F-theory and Orientifolds

TL;DR

This work analyzes $F$-theory on $K3$ near the orbifold limit and demonstrates its equivalence to a Type IIB orientifold on $T^2$, which via T-duality connects to Type I on $T^2$ and to heterotic on $T^2$. Away from the orbifold point, non-perturbative effects split an orientifold plane and induce non-trivial $SL(2,\mathbb{Z})$ monodromy, yielding a Seiberg-Witten–like structure in which enhanced gauge symmetries in the orientifold/$F$-theory precisely mirror enhanced global symmetries in the Seiberg-Witten theory for $SU(2)$ with four flavors.

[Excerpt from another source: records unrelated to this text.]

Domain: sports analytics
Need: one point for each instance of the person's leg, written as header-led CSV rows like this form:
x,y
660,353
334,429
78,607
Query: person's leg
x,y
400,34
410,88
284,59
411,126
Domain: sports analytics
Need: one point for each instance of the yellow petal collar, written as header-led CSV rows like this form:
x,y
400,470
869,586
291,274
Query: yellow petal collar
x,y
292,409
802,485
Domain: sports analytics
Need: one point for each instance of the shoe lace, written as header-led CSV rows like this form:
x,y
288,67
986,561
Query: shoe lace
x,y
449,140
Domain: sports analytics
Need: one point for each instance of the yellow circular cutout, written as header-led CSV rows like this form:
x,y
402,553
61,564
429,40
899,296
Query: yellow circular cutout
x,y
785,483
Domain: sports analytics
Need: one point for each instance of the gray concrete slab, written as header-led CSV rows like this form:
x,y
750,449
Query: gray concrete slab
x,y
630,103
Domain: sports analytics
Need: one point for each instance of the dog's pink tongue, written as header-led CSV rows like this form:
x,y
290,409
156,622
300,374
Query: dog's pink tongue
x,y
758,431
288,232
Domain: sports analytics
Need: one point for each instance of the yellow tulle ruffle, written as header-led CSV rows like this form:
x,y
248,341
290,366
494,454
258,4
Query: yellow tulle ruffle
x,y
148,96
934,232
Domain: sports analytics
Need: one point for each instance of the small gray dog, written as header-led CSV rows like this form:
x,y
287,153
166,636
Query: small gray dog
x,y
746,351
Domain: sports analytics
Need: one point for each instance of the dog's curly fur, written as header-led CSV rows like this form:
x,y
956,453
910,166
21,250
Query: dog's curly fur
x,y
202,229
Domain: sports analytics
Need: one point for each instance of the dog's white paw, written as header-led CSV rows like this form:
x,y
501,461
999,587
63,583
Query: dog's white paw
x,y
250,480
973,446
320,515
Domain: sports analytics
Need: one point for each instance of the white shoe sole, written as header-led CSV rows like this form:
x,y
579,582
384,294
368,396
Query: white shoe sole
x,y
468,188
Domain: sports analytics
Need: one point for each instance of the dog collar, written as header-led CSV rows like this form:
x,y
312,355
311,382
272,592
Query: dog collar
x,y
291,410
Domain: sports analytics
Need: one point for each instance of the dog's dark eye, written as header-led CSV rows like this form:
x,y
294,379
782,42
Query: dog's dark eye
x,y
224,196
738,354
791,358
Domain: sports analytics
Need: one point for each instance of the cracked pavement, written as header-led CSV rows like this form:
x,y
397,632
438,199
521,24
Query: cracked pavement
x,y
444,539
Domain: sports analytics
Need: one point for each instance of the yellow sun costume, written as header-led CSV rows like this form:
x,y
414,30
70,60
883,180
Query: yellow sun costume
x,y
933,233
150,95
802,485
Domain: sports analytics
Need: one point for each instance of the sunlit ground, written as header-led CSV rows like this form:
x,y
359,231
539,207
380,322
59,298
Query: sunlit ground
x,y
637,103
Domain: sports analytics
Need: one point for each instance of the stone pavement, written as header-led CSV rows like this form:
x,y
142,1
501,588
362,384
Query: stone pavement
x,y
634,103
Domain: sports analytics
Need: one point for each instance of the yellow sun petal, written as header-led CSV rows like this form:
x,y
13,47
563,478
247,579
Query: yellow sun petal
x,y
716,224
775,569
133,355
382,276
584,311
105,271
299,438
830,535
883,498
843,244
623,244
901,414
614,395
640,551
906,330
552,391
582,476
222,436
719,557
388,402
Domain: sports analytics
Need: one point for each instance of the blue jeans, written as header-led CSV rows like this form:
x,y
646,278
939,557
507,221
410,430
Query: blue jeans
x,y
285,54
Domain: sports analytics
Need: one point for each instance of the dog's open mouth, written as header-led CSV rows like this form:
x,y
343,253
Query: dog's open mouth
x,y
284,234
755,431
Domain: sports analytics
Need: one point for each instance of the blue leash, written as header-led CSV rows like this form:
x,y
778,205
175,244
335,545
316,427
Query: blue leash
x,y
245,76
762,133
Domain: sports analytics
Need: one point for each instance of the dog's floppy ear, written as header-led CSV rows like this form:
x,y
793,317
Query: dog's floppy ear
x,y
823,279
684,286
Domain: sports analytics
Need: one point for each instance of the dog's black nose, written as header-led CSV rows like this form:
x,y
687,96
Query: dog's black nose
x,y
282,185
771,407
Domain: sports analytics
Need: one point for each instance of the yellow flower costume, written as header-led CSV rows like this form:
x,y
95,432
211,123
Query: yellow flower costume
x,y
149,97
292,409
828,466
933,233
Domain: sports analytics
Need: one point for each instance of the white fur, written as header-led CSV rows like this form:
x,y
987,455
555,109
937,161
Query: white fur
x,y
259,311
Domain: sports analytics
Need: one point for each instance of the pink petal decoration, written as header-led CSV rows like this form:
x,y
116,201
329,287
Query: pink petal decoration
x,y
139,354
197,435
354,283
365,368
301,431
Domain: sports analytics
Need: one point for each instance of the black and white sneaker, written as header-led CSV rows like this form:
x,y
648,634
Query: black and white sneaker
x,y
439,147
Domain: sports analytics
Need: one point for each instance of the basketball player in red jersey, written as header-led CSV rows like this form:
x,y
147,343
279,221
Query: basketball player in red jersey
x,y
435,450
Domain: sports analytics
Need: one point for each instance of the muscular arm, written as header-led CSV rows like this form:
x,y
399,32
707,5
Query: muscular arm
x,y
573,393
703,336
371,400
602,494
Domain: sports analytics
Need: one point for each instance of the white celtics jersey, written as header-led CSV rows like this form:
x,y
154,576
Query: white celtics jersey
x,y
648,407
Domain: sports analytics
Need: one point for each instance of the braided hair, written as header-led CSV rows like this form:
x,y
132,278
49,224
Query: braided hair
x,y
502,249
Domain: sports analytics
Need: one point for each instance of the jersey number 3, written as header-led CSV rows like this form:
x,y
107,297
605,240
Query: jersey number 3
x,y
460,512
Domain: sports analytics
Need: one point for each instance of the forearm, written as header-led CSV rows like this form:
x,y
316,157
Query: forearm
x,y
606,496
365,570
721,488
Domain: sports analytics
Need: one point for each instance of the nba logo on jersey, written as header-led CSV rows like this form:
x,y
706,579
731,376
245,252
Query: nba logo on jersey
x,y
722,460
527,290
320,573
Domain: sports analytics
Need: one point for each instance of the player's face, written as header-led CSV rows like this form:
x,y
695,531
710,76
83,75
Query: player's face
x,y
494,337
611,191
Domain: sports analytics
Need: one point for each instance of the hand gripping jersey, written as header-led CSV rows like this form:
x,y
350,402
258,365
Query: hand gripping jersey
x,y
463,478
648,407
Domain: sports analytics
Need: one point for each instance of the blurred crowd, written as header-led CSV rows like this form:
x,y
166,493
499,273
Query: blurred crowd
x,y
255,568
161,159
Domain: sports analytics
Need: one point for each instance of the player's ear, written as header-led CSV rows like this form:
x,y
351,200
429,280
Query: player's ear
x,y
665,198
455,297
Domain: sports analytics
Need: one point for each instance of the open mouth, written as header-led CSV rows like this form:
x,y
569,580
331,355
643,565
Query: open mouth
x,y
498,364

The analysis establishes a one-to-one correspondence between points of enhanced gauge symmetry in the orientifold/$F$-theory and points of enhanced global symmetry in the Seiberg-Witten setup, and it shows how the BPS spectrum can be captured by period integrals of the holomorphic two-form on the $F$-theory geometry. The work further demonstrates a triality action that links SL(2,$\mathbb{Z}$) duality to representations of $SO(8)$ and clarifies non-perturbative corrections through a dual heterotic description, strengthening the web of dualities among $F$-theory, orientifolds, Type I, and heterotic strings.

Abstract

By analyzing $F$-theory on $K3$ near the orbifold limit of $K3$ we establish the equivalence between $F$-theory on $K3$ and an orientifold of type IIB on $T^2$, which in turn, is related by a T-duality transformation to type I theory on $T^2$. By analyzing the $F$-theory background away from the orbifold limit, we show that non-perturbative effects in the orientifold theory splits an orientifold plane into two planes, with non-trivial SL(2,Z) monodromy around each of them. The mathematical description of this phenomenon is identical to the Seiberg-Witten result for N=2 supersymmetric $SU(2)$ gauge theory with four quark flavors. Points of enhanced gauge symmetry in the orientifold / $F$-theory are in one to one correspondence with the points of enhanced global symmetry in the Seiberg-Witten theory.